Scala in un giorno sei vie sulle Pale di San Martino: l'impresa della guida alpina trentina Peter Moser
"Ho voluto mettere al centro la montagna. Non è stata solo la ricerca di una performance, anzi era l'ultimo dei miei obiettivi. Era anche una ricerca delle mie origini. Il mio obiettivo era vivere l'avventura, non misurare il tempo. I leggendari pionieri ci hanno messo 20 anni per salire queste cime, a me, grazie al loro lavoro e alla loro genialità, è bastato un giorno"
PRIMIERO. Le Pale di San Martino tornano protagoniste in un corto mozzafiato, che ripercorre l'impresa estiva di Peter Moser, guida alpina trentina.

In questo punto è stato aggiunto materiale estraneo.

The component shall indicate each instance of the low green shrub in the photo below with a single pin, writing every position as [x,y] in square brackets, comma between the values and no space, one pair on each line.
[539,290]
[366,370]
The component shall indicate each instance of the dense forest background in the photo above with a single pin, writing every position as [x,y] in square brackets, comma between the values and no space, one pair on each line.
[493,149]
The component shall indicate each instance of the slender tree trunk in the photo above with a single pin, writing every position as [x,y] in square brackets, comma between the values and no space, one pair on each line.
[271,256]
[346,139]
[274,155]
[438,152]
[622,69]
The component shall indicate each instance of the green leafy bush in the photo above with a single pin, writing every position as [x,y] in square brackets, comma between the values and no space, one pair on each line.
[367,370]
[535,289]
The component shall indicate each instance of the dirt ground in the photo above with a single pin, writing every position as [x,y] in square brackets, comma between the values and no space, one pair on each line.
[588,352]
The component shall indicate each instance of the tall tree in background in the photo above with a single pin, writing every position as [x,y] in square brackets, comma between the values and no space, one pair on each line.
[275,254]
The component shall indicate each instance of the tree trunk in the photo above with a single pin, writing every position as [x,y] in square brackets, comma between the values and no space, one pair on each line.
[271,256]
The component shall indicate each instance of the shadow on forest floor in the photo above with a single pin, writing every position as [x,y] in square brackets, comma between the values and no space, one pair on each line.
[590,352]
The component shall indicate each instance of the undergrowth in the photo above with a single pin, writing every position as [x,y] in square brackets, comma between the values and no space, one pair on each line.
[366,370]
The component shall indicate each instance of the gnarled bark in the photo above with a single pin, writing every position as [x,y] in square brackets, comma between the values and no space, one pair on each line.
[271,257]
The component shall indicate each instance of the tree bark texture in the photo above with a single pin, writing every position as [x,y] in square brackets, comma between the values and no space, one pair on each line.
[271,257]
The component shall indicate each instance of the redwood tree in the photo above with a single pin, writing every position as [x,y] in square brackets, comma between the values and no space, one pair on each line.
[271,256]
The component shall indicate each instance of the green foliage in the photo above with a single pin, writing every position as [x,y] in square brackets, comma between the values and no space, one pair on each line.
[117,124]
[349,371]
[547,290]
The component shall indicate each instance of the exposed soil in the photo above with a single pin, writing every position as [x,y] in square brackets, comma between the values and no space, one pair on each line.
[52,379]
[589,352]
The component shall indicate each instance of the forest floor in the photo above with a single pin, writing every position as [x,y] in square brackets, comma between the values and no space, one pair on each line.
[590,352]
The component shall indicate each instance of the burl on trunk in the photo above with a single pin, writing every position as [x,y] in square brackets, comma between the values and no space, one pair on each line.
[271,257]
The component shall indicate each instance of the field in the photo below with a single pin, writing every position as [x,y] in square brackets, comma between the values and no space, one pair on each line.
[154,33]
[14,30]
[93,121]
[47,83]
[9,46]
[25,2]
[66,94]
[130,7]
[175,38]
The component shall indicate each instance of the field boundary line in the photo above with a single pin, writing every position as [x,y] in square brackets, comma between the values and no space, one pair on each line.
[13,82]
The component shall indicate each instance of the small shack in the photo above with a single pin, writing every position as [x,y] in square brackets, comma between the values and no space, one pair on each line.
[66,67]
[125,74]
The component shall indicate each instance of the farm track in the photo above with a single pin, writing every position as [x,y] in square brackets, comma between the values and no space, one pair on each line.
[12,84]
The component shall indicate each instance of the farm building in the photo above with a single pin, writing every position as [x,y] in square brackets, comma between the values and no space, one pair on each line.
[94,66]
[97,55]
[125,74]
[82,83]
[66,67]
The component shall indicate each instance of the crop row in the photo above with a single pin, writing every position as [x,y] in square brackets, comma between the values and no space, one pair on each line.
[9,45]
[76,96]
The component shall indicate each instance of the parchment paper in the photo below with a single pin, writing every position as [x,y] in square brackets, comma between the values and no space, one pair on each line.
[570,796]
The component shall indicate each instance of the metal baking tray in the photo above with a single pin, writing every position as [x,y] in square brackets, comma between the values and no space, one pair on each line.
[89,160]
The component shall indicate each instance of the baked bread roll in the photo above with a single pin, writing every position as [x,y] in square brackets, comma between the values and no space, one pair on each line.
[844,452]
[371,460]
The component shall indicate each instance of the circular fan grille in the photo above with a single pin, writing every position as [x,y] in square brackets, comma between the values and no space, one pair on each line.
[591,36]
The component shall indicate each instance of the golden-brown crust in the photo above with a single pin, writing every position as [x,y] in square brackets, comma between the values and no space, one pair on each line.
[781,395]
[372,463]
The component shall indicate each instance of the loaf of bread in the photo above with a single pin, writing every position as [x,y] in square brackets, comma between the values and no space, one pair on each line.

La cinepresa lo segue nel saliscendi "in velocità, ma senza fretta" del 10 agosto scorso, quando concatena sei iconiche cime di fila in una giornata, seguendo le vie dei primi scalatori che impiegarono due decenni.
Il titolo del documentario è "Pionieri", un omaggio alle vecchie guardie che permettono ancora agli alpinisti moderni di realizzare il sogno di aprire nuove strade.
"Ho voluto mettere al centro la montagna. Non è stata solo la ricerca di una performance, anzi era l'ultimo dei miei obiettivi. Era anche una ricerca delle mie origini, come guida e come alpinista, andando alle radici dell'alpinismo. L'ho fatto senza il cronometro. Il mio obiettivo era vivere l'avventura, non misurare il tempo. I leggendari pionieri ci hanno messo 20 anni per salire queste cime, a me, grazie al loro lavoro e alla loro genialità, è bastato un giorno".
Poco dopo la metà dell'800, quando i primi viaggiatori inglesi videro le Pale di San Martino, rimasero colpiti dalla maestosità delle cime, in gran parte ancora tutte da salire: cominciò un periodo di scoperta e conquista. Il primo playground fu, nel 1870, il Cimon della Pala.
E proprio dal Cervino delle Dolomiti, come lo definì John Ball, è partita la corsa dell'esploratore contemporaneo.
Salito per la prima volta nel 1870 da Edward Robson Whitwell, Christian Lauener con la guida Santo Siorpaes, Peter segue la normale di sud-est. Partito a notte fonda da San Martino di Castrozza, lungo la ferrata Bolver-Lugli, raggiunge il bivacco Fiamme Gialle e la cima del Cimon. Scende poi la Val dei Cantoni, supera il Passo Bettega e tira diritto.
Davanti ha la Pala di San Martino, tra le più suggestive cime di tutte le Pale: ci arriva per la via normale, lunga e laboriosa.
Nel frattempo, si è fatto giorno: Peter procede ancora più veloce verso il passo Pradidali Alto e si porta sotto lo spigolo nord di Cima Canali. Lungo la via aperta nel 1894 dalla guida Giuseppe Zecchini con Wilfred Brodie, arriva in vetta.
Scende verso il rifugio Pradidali, prosegue lungo i cavi delle ferrate del Porton e del Velo, arriva al rifugio Velo della Madonna e sale il Sass Maor.
La via che segue è quella aperta nel 1892, divenuta in seguito la via normale. Ritorna sui suoi passi, scende in Val Canali lungo il sentiero attrezzato del Cacciatore. Giunto nel fondovalle al Cant del Gal, sale al rifugio Treviso e si concede una breve sosta dall'amico Tullio Simioni, gestore del rifugio.
È mezzogiorno quando lo aspetta la ripida salita fino alla base del Sass d'Ortiga: per la cima, Peter sceglie la via aperta da Wiessner e Kees nel 1928. Arrivato in vetta, vede l'ultima meta, il Piz de Sagrón: scende lungo la via normale verso il bivacco Menegazzi e i pascoli di malga Cavallera. Inforca la bici, che il giorno prima ha nascosto tra i mughi, e pedala fino al paese di Sagrón.
Il Piz de Sagrón, pur appartenendo alla catena delle Alpi Feltrine, per vicinanza e morfologia può essere considerato una prosecuzione delle Pale di San Martino.
La stessa storia alpinistica lo accomuna alle Pale. Per raggiungere la cima Peter decide di seguire la via del Gabiàn, un tracciato che unisce due storiche vie alpinistiche: la Detassis-Corti del 1934 dal versante settentrionale e la via dei primi salitori nel 1877 sul versante sud, poi divenuta la via normale.
Nel tardo pomeriggio Peter è sul Piz de Sagrón.
A nord in lontananza vede il Cimon de la Pala: missione compiuta, passato e presente scrivono una nuova pagina di alpinismo.